2nd Quarter Outside Reading Book Review
Jarhead by Anthony Swofford. Scribner, 2003 Genre: Autobiography
Swofford is a 22 year old who can't find a college that will accept him so he enlists in the USMC like his father and grandfather before him. Due to his "intelligence" he is offered to take the most prestigious course in the USMC to become a Scout Sniper. The class starts with 60 and after 4 months of grueling training he is in the top 8. Paired with Troy, another of the top 8 they are quickly deployed to help fight among the mounting numbers in the Persian gulf as part of Op. Desert Shield. Swofford is stationed in the Gulf for 180 days before the U.S. goes to war with Iraq. During the 5, or for the 180 days he spends in Iraq Swofford never once fires his rifle. After finding out that the war was over and they were going home Swofford tells troy he never fired his rifle. Troy responds with "You can now". The whole company raises their guns into the air and unloads them. The book ends with the quote "A story. A man fires a rifle for many years. and he goes to war. And afterwards he comes home, and he sees that whatever else he may do with his life - build a house, love a woman, change his son's diaper - he will always remain a jarhead. And all the jarheads killing and dying, they will always be me. We are still in the desert."
"By turns profane and lyrical, swaggering and ruminative, ''Jarhead'' -- referring to the marines' ''high-and-tight'' haircuts, which make their heads look like jars -- is not only the most powerful memoir to emerge thus far from the last gulf war, but also a searing contribution to the literature of combat, a book that combines the black humor of ''Catch-22'' with the savagery of ''Full Metal Jacket'' and the visceral detail of ''The Things They Carried.''"(New York Times)
Swofford uses a humorous attitude to convey a serious message. In his book he writes very little about the horrors of '"his war" while putting much emphasis on the "stupid" mistakes and irony of his time in the Persian Gulf. An example of his comical description would be just about all of the dialogue, it's focus on the reality of war is displayed through crude humor. This is what gives the book it's easiness to read in my opinion. The dialogue breaks up the description of the brutality of the desert and allows the reader a slight chuckle here and there throughout the entire book. On several occasions while reading I found myself laughing over the passage I had just read which in my opinion makes a good book even better. "A story: A man fires a rifle for many years, and he goes to war. And afterward he turns the rifle in at the armory, and he believes he's finished with the rifle. But no matter what else he might do with his hands, love a woman, build a house, change his son's diaper; his hands remember the rifle." (1)

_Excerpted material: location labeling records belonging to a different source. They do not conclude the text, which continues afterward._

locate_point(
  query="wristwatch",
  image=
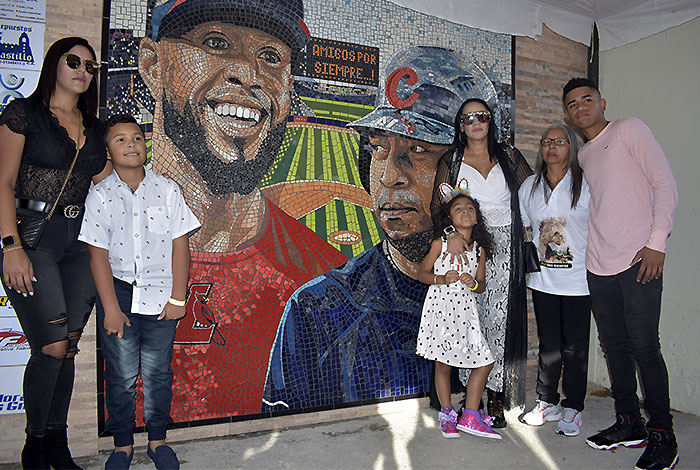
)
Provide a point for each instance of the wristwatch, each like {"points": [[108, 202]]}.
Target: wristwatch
{"points": [[8, 241]]}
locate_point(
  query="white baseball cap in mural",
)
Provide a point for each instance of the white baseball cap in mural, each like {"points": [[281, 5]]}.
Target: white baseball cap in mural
{"points": [[421, 90]]}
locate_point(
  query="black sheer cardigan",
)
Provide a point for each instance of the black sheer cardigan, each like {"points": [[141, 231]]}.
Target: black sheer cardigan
{"points": [[515, 169]]}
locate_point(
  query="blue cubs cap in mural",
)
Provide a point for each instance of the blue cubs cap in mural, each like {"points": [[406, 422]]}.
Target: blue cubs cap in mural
{"points": [[283, 19], [420, 92]]}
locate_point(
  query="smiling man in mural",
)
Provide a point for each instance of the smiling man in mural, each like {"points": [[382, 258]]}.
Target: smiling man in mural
{"points": [[350, 335], [220, 74]]}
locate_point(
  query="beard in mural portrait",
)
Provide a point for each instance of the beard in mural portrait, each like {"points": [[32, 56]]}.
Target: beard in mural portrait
{"points": [[350, 335], [220, 74]]}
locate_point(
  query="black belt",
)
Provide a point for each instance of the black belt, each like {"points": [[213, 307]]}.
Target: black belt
{"points": [[69, 211]]}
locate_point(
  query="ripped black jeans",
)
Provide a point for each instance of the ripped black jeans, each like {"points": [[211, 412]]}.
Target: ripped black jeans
{"points": [[64, 295]]}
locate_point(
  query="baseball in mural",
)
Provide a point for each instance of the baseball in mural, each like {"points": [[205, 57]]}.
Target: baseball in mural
{"points": [[303, 135]]}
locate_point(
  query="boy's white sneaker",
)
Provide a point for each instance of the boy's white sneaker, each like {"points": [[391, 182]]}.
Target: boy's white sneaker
{"points": [[541, 413], [570, 422]]}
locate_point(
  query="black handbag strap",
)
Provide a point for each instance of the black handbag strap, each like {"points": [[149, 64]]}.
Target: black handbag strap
{"points": [[70, 170]]}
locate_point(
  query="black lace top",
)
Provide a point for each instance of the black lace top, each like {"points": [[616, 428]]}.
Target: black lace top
{"points": [[49, 151]]}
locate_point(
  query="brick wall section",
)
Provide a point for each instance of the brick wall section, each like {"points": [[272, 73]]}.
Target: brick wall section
{"points": [[542, 67]]}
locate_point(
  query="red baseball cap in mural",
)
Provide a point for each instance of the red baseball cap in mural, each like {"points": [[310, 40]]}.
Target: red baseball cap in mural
{"points": [[421, 90], [283, 19]]}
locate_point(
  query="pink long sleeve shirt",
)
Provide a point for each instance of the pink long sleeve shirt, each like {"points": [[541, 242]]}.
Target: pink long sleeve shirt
{"points": [[633, 195]]}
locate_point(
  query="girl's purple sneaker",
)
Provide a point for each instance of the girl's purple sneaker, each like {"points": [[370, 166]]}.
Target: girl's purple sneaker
{"points": [[474, 422], [448, 423]]}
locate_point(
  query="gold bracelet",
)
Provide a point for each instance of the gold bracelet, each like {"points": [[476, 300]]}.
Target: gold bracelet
{"points": [[177, 303], [11, 248]]}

I feel as though Jarhead has given me a more accurate look into warfare of the late 20th century. His firsthand account of the average Marine changes my views on how warfare is conducted. Instead of the Rambo like warfare I've read in books before this I now see that not all warfare is as action packed as I had previously thought. It saddens me to find that Swofford has only written this book so I cannot continue to read his books although this book has driven me to find out more about "Modern" Warfare.